Permission to appeal decisions

Permission to appeal decisions by UK Supreme Court

The 'Belfast Project' tapes and Wootton/McConville murder sentence and tariff

19 May 2015

The Supreme Court has today (19 May) announced its decision on two applications for permission to appeal of particular public interest, highlighted below. These decisions were made by a panel of three Supreme Court Justices (Lord Kerr, Lord Wilson and Lord Hughes) following a review of the relevant written submissions.

1. In the matter of an application by Winston Churchill Rea for Judicial Review

The Supreme Court has refused an application to hear an appeal relating to the disclosure of interview tapes from a former paramilitary about his experiences during the 'Troubles' in Northern Ireland.

The Appellant, a former paramilitary, gave recorded, confidential interviews about his experiences during the 'Troubles' in Northern Ireland. These were transferred to the Burns Library in the USA, to be held securely by them and on the condition the materials would not be disclosed during the Appellant's life without his permission. The Respondent requested assistance from the United States Central Authority for disclosure of the Interview Materials under the Crime (International Co-operation) Act 2003. The Appellant applied to the High Court to quash the Respondent's request, to compel the Respondent to produce any requests for assistance under the Act in relation to the Interview Materials and for declarations that the Respondent's request was unlawful.

The issue in this case is whether the Respondent's issuing of an the international letter of request for assistance under s. 7(5) of the Crime (International Cooperation) Act 2003 in relation to the interview materials, was in excess of his powers and in breach of the Appellant's ECHR rights.

The Supreme Court has declined to hear the appeal and the judgment of the Court of Appeal of Northern Ireland therefore stands:

The substantive text of the Supreme Court's Order reads:

"Permission to appeal was refused because the application does not raise an arguable point of law of general public importance which ought to be considered by the Supreme Court at this time bearing in mind that the case has already been the subject of judicial decision and reviewed on appeal."

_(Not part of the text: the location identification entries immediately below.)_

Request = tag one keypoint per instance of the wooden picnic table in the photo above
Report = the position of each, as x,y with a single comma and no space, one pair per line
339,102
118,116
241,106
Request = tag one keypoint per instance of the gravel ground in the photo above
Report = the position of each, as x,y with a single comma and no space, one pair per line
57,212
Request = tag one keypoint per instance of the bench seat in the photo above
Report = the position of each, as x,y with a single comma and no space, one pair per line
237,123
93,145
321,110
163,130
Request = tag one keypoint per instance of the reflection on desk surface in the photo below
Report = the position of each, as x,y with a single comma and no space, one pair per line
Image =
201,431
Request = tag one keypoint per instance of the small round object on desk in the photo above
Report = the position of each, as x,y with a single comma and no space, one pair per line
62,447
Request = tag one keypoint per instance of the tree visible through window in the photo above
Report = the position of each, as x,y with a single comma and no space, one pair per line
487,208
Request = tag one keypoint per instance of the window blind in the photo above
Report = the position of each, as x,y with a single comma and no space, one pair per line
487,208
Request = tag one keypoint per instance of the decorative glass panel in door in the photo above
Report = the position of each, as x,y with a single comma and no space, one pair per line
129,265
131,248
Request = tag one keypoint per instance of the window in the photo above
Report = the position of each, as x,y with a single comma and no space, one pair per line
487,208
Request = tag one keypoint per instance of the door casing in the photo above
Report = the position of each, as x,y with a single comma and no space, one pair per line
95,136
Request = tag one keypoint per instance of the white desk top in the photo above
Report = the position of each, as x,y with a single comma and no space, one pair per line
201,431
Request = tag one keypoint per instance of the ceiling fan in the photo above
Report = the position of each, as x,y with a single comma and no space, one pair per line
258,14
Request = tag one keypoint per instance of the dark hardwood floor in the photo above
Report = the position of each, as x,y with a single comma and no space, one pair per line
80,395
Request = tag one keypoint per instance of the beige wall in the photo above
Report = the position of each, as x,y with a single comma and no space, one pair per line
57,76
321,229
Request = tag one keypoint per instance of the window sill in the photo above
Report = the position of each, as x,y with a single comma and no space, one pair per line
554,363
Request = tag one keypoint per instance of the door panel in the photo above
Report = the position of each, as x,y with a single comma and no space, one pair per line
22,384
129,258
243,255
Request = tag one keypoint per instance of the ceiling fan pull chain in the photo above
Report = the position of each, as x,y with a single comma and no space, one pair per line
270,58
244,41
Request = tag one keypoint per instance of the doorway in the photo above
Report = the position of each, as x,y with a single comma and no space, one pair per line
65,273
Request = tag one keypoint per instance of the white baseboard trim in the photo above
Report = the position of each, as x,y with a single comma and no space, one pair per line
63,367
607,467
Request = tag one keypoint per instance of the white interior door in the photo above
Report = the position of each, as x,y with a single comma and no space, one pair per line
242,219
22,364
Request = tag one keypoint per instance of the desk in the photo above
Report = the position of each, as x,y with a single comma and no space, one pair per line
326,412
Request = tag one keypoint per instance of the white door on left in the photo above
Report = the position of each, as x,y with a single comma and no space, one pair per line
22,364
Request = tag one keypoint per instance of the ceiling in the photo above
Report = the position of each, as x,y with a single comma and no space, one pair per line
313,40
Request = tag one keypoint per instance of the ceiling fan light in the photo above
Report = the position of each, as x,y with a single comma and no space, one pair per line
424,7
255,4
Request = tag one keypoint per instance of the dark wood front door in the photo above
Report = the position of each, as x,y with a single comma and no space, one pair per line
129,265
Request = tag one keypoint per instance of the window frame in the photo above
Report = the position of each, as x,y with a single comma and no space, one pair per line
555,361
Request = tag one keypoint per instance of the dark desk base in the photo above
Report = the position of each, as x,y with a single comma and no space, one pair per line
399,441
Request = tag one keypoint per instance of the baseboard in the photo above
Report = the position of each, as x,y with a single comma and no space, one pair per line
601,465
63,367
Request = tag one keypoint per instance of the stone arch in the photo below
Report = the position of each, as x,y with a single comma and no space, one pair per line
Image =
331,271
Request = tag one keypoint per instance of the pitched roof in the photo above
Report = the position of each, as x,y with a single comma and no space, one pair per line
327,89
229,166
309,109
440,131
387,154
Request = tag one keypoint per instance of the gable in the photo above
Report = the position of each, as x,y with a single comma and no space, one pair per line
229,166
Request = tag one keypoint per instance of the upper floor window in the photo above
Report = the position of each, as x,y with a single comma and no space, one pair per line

2. R v Wootton and R v McConville

The Supreme Court has refused an application to hear an appeal relating to the sentencing of John Paul Wootton and Brendan McConville who were convicted of murdering Constable Stephen Carroll, a member of the Police Service of Northern Ireland, on 9 March 2009.

The Appellants were convicted on 30 March 2012 of the murder of Constable Stephen Carroll, a member of the Police Service of Northern Ireland, in Lismore Manor shortly before 9.45 pm on 9 March 2009 and possession of firearms and ammunition with intent to endanger life or cause serious damage. The First Defendant was also convicted of attempting to make a record of information likely to be useful to a terrorist.

The issue in this case is whether, where the prosecution evidence is insufficient to establish a specified role in a crime and there is no direct evidence of agreement to commit the crime, the court can draw adverse inferences by reason of a failure to give evidence, so as to contribute to a conclusion that the totality of evidence of the was beyond reasonable doubt. Secondly whether, in setting the tariff for a child convicted of murder as a secondary party, bearing in mind the overarching principle of rehabilitation, the court should not increase the sentence by reason of aggravating factors to a level appropriate for an adult.

The Supreme Court has declined to hear the appeal and the judgment of the Court of Appeal of Northern Ireland therefore stands:

The substantive text of the Supreme Court's Order reads:

"Permission to appeal was refused because the application does not raise an arguable point of law of general public importance which ought to be considered by the Supreme Court at this time bearing in mind that the case has already been the subject of judicial decision and reviewed on appeal.”